A: Probiotics are helpful bacteria that are in a wide variety of things we eat, but most commonly in fermented milk products such as yogurt and sour cream. The word ‘probiotic’ is literally ‘pro-life’, as opposed to the ‘antibiotics’ that we use when we are sick, which are designed to kill bacteria rather than encourage their growth. Probiotic bacteria lives inside of us, utilizing nutrients and food, and creating useful byproducts and performing valuable actions including: Enhanced nutrient absorption, Boost of immune functions, slowing down cancer growth, fighting infections and yeast growth, and Allergy prevention. Make sure that the frozen yogurt you are eating has active cultures; otherwise you will not be receiving the full benefit of probiotics.
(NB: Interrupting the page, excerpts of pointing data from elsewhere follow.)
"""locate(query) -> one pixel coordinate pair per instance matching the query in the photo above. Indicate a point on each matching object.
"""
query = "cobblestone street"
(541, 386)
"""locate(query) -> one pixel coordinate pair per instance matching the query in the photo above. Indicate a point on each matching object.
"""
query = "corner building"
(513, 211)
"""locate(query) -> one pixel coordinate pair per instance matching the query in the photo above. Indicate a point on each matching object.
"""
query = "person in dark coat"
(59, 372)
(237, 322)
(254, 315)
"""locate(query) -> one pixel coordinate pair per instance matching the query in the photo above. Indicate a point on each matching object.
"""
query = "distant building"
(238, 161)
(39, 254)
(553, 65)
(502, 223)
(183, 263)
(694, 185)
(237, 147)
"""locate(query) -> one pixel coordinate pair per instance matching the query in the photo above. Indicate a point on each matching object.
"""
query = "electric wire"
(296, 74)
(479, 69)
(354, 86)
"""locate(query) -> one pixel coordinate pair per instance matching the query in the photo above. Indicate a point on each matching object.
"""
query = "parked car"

Q: What constitutes Ice Cream?
A: In the United States, The Federal Government has a regulation defining ice cream. Ice cream is frozen while stirring, and must have at least 10% of its weight as milk fat and typically weigh 4.5lbs to the U.S. gallon. Products with less than 10% milk fat are classified as reduced fat, low-fat, or non-fat ice cream.
View Taylor batch ice cream models
Q: What defines Soft Serve Ice Cream?
A: Soft serve ice cream is a soft, fluffy product that can come from Soft serve ice cream machines (such as those from Taylor). It usually has a lower milk fat content than regular ice cream, generally 3-6% and is produced at ~18 to 20oF/-7.8 to -6.7oC. Soft serve also contains much less air (resulting in lower overrun) than commercial ice cream, allowing it to be creamier, smoother, and flavorful.
View Taylor soft serve and frozen yogurt models
Q: What is Milk Fat?
A: Milk fat, or butterfat, refers to the amount of fat content in a dairy product. The percentage (%) of milk fat translates into the percentage (%) of the weight of the product that is attributed to the milk fat.